The number of unique Refcodes is the same as shown in ConQuest, above. This is smaller than the total number of hits as the query matches some entries more than once. 

In [19]:
conquest_df

### Using ConnSer file exported from ConQuest in the API

Here, we search the CSD _via_ the API using the ConnSer query that was used in ConQuest above.

First, the query used in Conquest should be exported from Conquest in ConnSer (Quest) format...

* `Build Queries tab > Edit... > Draw > File > Export Quest Query > navigate to directory > File name: aryl_sulphonamide.con > Save as type: QUEST Query file (*.con) > Save`

In [20]:
query_file = 'aryl_sulphonamide.con'

In [21]:
query = ConnserSubstructure(query_file)

connser_searcher = SubstructureSearch()

sub_id = connser_searcher.add_substructure(query)
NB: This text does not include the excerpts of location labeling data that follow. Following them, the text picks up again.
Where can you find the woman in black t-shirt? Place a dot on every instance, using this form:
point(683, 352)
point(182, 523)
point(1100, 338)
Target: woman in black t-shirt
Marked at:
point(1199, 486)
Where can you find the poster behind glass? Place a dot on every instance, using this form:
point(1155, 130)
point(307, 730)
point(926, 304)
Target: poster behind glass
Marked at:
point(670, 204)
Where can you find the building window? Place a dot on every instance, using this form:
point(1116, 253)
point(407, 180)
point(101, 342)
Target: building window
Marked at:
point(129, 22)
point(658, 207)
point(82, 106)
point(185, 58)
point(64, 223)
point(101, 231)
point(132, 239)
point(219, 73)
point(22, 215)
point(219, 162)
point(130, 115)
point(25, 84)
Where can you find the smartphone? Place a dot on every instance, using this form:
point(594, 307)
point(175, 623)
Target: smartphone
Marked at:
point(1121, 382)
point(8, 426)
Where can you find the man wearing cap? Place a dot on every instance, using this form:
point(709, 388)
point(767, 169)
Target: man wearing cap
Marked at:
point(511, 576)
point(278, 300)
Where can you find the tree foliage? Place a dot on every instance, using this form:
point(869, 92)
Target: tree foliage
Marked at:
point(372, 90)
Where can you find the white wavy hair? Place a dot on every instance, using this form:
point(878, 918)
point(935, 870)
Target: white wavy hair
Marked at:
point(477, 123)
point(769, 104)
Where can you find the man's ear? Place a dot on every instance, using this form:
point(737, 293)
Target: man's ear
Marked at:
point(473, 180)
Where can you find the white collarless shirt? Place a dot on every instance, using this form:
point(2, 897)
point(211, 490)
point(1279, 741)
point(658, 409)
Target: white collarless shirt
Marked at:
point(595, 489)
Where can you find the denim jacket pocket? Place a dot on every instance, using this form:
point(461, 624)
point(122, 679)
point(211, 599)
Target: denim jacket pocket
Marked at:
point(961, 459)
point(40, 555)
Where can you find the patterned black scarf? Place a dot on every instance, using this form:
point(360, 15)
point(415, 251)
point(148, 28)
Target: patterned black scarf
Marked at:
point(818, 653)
Set the search filters to correspond with those used in Conquest (we use a 'subroutine' to do this as we'll need to apply these settings again below)...

In [22]:
def set_search_filters(searcher):
    
    settings = searcher.settings
    
    settings.has_3d_coordinates = True
    settings.max_r_factor       = 5  # NB. Percentage not fraction; 0.05 in Conquest
    settings.no_disorder        = 'Non-hydrogen'
    settings.no_errors          = True
    settings.not_polymeric      = True
    settings.no_ions            = False
    settings.no_powder          = True
    settings.only_organic       = True

In [23]:
set_search_filters(connser_searcher)

One minor complication here is that Conquest and the API handle hits containing so-called 'siteless' hydrogen atoms slightly differently. These are cases where the submitter did not include some or all hydrogen atoms in the 3D connection table. While this is often not a problem, Conquest will miss the structure should one of these hydrogens be necessary to match a query. Now, the CSD adds these atoms to the connection table based on the 2D structure, and the API will find them without issue. This can lead to small discrepancies in the hit numbers in cases, such as the present one, when the query can match hydrogens (X can be any atom including hydrogen, and `APO1` records the atomic number of X). We thus include a post-filtering step to the API hits to remove these structures and thus mimic the behaviour of Conquest. It is important to note that the numbers of structures affected are small and tend to be from older submissions. In addition, the behaviour of the next generation of CSD search tools will reflect that of the API. Thus, while the post-processing step is included here to emphasise that the API is fully compatible with Conquest, in practice this step could be removed without issue.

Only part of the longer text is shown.